When it’s over, I want to say all my life

I was a bride married to amazement.

I was the bridegroom, taking the world into my arms.

When it’s over, I don’t want to wonder

if I have made of my life something particular, and real.

I don’t want to find myself sighing and frightened,

or full of argument.

I don’t want to end up simply having visited this world.

Mary Oliver left this world in January 2019 at age 84, clearly not having “simply visited this world.”  Reading her words reminded me of another Mary, a published poet as well, and a dear friend of mine, who died in January this year, having been well on her way to 102.  Mary Monroe was a delightful little sprite.  She had her own style in every way, yet her poetry had the same way of captivating me both with its beauty and its concise delivery.  Single poems had won awards and been published.  But in 2020 at age 99, she selected some of her favorites into a book titled Woven Flecks of Thought. Sadly, I think my copy did not survive this move.  I am in search of another. 

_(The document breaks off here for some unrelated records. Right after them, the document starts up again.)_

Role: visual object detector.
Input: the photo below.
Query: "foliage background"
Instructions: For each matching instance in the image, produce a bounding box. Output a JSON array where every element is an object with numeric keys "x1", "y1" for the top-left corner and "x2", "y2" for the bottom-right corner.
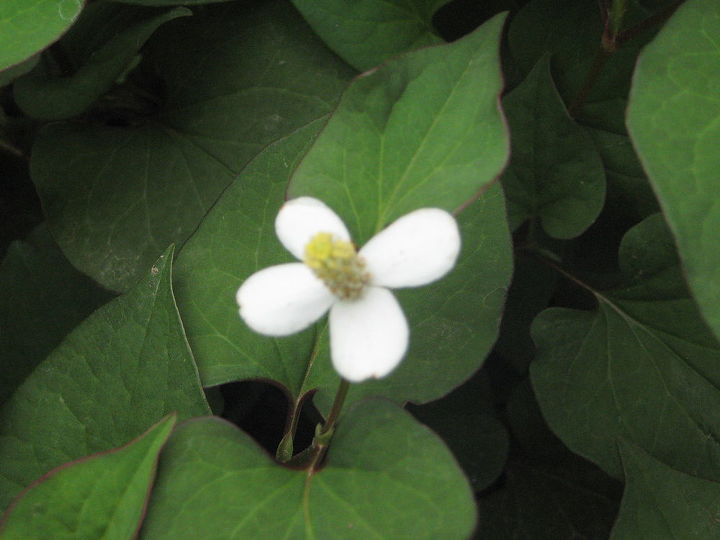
[{"x1": 0, "y1": 0, "x2": 720, "y2": 540}]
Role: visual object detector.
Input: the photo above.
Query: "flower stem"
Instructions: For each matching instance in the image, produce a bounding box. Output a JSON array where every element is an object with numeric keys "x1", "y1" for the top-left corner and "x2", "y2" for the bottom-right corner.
[{"x1": 308, "y1": 379, "x2": 350, "y2": 473}]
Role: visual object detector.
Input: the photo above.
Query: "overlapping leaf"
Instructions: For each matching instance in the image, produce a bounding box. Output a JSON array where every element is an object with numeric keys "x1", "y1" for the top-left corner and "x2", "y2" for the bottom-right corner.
[
  {"x1": 141, "y1": 400, "x2": 475, "y2": 540},
  {"x1": 611, "y1": 443, "x2": 720, "y2": 540},
  {"x1": 293, "y1": 0, "x2": 447, "y2": 71},
  {"x1": 0, "y1": 250, "x2": 209, "y2": 508},
  {"x1": 288, "y1": 15, "x2": 508, "y2": 245},
  {"x1": 31, "y1": 2, "x2": 350, "y2": 289},
  {"x1": 0, "y1": 225, "x2": 112, "y2": 403},
  {"x1": 176, "y1": 14, "x2": 510, "y2": 422},
  {"x1": 530, "y1": 215, "x2": 720, "y2": 479},
  {"x1": 628, "y1": 0, "x2": 720, "y2": 336},
  {"x1": 0, "y1": 0, "x2": 84, "y2": 71},
  {"x1": 502, "y1": 57, "x2": 605, "y2": 238},
  {"x1": 0, "y1": 416, "x2": 175, "y2": 540},
  {"x1": 476, "y1": 381, "x2": 622, "y2": 540},
  {"x1": 13, "y1": 3, "x2": 192, "y2": 120}
]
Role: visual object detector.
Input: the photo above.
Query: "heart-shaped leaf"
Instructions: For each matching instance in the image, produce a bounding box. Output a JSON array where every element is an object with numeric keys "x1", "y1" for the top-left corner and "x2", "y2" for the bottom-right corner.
[
  {"x1": 530, "y1": 214, "x2": 720, "y2": 479},
  {"x1": 502, "y1": 56, "x2": 605, "y2": 238},
  {"x1": 0, "y1": 415, "x2": 175, "y2": 540},
  {"x1": 13, "y1": 3, "x2": 192, "y2": 120},
  {"x1": 0, "y1": 225, "x2": 112, "y2": 403},
  {"x1": 141, "y1": 400, "x2": 475, "y2": 540},
  {"x1": 611, "y1": 443, "x2": 720, "y2": 540},
  {"x1": 288, "y1": 15, "x2": 508, "y2": 245},
  {"x1": 293, "y1": 0, "x2": 447, "y2": 71},
  {"x1": 0, "y1": 249, "x2": 209, "y2": 508},
  {"x1": 627, "y1": 0, "x2": 720, "y2": 336},
  {"x1": 0, "y1": 0, "x2": 84, "y2": 70},
  {"x1": 31, "y1": 2, "x2": 351, "y2": 290}
]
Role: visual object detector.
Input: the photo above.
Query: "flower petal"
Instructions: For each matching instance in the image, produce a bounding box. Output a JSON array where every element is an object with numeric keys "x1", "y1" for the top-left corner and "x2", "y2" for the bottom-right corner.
[
  {"x1": 360, "y1": 208, "x2": 460, "y2": 288},
  {"x1": 236, "y1": 263, "x2": 335, "y2": 336},
  {"x1": 330, "y1": 287, "x2": 409, "y2": 382},
  {"x1": 275, "y1": 197, "x2": 350, "y2": 260}
]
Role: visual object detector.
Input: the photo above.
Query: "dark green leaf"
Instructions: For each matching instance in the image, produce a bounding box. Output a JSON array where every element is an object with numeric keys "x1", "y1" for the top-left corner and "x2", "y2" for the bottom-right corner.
[
  {"x1": 0, "y1": 225, "x2": 112, "y2": 403},
  {"x1": 31, "y1": 2, "x2": 350, "y2": 289},
  {"x1": 0, "y1": 250, "x2": 209, "y2": 508},
  {"x1": 142, "y1": 400, "x2": 475, "y2": 540},
  {"x1": 408, "y1": 371, "x2": 509, "y2": 491},
  {"x1": 502, "y1": 57, "x2": 605, "y2": 238},
  {"x1": 288, "y1": 15, "x2": 508, "y2": 245},
  {"x1": 611, "y1": 443, "x2": 720, "y2": 540},
  {"x1": 0, "y1": 0, "x2": 84, "y2": 70},
  {"x1": 13, "y1": 7, "x2": 192, "y2": 120},
  {"x1": 292, "y1": 0, "x2": 447, "y2": 71},
  {"x1": 628, "y1": 0, "x2": 720, "y2": 336},
  {"x1": 476, "y1": 383, "x2": 622, "y2": 540},
  {"x1": 530, "y1": 215, "x2": 720, "y2": 478},
  {"x1": 176, "y1": 14, "x2": 511, "y2": 416},
  {"x1": 0, "y1": 416, "x2": 175, "y2": 540}
]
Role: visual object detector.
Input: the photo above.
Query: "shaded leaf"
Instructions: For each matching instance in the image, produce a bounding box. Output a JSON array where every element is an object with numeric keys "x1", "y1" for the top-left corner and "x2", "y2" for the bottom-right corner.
[
  {"x1": 292, "y1": 0, "x2": 447, "y2": 71},
  {"x1": 611, "y1": 443, "x2": 720, "y2": 540},
  {"x1": 0, "y1": 0, "x2": 84, "y2": 70},
  {"x1": 0, "y1": 225, "x2": 112, "y2": 403},
  {"x1": 13, "y1": 4, "x2": 192, "y2": 120},
  {"x1": 476, "y1": 381, "x2": 622, "y2": 540},
  {"x1": 0, "y1": 416, "x2": 175, "y2": 540},
  {"x1": 408, "y1": 371, "x2": 509, "y2": 491},
  {"x1": 530, "y1": 214, "x2": 720, "y2": 478},
  {"x1": 627, "y1": 0, "x2": 720, "y2": 336},
  {"x1": 0, "y1": 249, "x2": 209, "y2": 508},
  {"x1": 31, "y1": 2, "x2": 350, "y2": 290},
  {"x1": 142, "y1": 400, "x2": 475, "y2": 540},
  {"x1": 502, "y1": 57, "x2": 605, "y2": 239}
]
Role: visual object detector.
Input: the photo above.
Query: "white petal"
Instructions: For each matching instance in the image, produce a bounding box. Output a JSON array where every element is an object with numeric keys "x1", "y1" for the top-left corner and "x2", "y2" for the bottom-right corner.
[
  {"x1": 360, "y1": 208, "x2": 460, "y2": 288},
  {"x1": 275, "y1": 197, "x2": 350, "y2": 260},
  {"x1": 236, "y1": 263, "x2": 335, "y2": 336},
  {"x1": 330, "y1": 287, "x2": 409, "y2": 382}
]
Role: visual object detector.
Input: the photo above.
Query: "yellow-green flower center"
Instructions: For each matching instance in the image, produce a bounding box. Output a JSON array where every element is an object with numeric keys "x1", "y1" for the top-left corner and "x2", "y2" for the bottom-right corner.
[{"x1": 304, "y1": 233, "x2": 370, "y2": 300}]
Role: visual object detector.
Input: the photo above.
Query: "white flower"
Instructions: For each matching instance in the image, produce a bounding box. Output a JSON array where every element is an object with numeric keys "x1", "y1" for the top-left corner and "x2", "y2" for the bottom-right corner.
[{"x1": 237, "y1": 197, "x2": 460, "y2": 382}]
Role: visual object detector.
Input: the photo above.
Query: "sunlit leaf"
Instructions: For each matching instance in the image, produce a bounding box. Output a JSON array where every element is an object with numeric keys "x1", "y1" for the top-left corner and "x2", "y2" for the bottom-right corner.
[
  {"x1": 31, "y1": 2, "x2": 351, "y2": 290},
  {"x1": 0, "y1": 249, "x2": 209, "y2": 508},
  {"x1": 0, "y1": 416, "x2": 175, "y2": 540},
  {"x1": 0, "y1": 225, "x2": 112, "y2": 403}
]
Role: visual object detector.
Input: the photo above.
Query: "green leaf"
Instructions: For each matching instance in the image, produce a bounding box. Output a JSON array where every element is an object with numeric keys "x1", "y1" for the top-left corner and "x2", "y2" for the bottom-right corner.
[
  {"x1": 0, "y1": 54, "x2": 40, "y2": 87},
  {"x1": 13, "y1": 3, "x2": 192, "y2": 120},
  {"x1": 502, "y1": 56, "x2": 605, "y2": 239},
  {"x1": 288, "y1": 15, "x2": 508, "y2": 245},
  {"x1": 175, "y1": 123, "x2": 512, "y2": 418},
  {"x1": 408, "y1": 371, "x2": 510, "y2": 491},
  {"x1": 0, "y1": 249, "x2": 209, "y2": 508},
  {"x1": 0, "y1": 0, "x2": 83, "y2": 70},
  {"x1": 175, "y1": 14, "x2": 511, "y2": 414},
  {"x1": 627, "y1": 0, "x2": 720, "y2": 336},
  {"x1": 113, "y1": 0, "x2": 231, "y2": 6},
  {"x1": 477, "y1": 381, "x2": 622, "y2": 540},
  {"x1": 530, "y1": 214, "x2": 720, "y2": 479},
  {"x1": 611, "y1": 442, "x2": 720, "y2": 540},
  {"x1": 0, "y1": 415, "x2": 175, "y2": 540},
  {"x1": 0, "y1": 225, "x2": 112, "y2": 403},
  {"x1": 292, "y1": 0, "x2": 447, "y2": 71},
  {"x1": 142, "y1": 400, "x2": 475, "y2": 540},
  {"x1": 31, "y1": 2, "x2": 350, "y2": 290}
]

May we be bearers of hope, the “wait staff” of Hope’s Café for each other and all those we encounter.  Shalom, Kate

Hope’s Cafe Bonus: “Poetry … is the revelation of a feeling that the poet believes to be interior and personal which the reader recognizes as his own.” — Salvatore Quasimodo, from a speech in New York, quoted in The New York Times

3 thoughts on “Remembering Mary”

  1. I am so wonderfully moved by the poem today. What a statement about life, even though it is about death coming. I too hope that I will not be satisfied to simply have “just visited the earth.” Thank you for sharing. I passed this poem on to the other participants in the book discussion group I am currently in as we read and discuss the book, “Age-ing to Sage-ing. A wonderful study on making a difference in the later years of life…. kinda like you are already doing.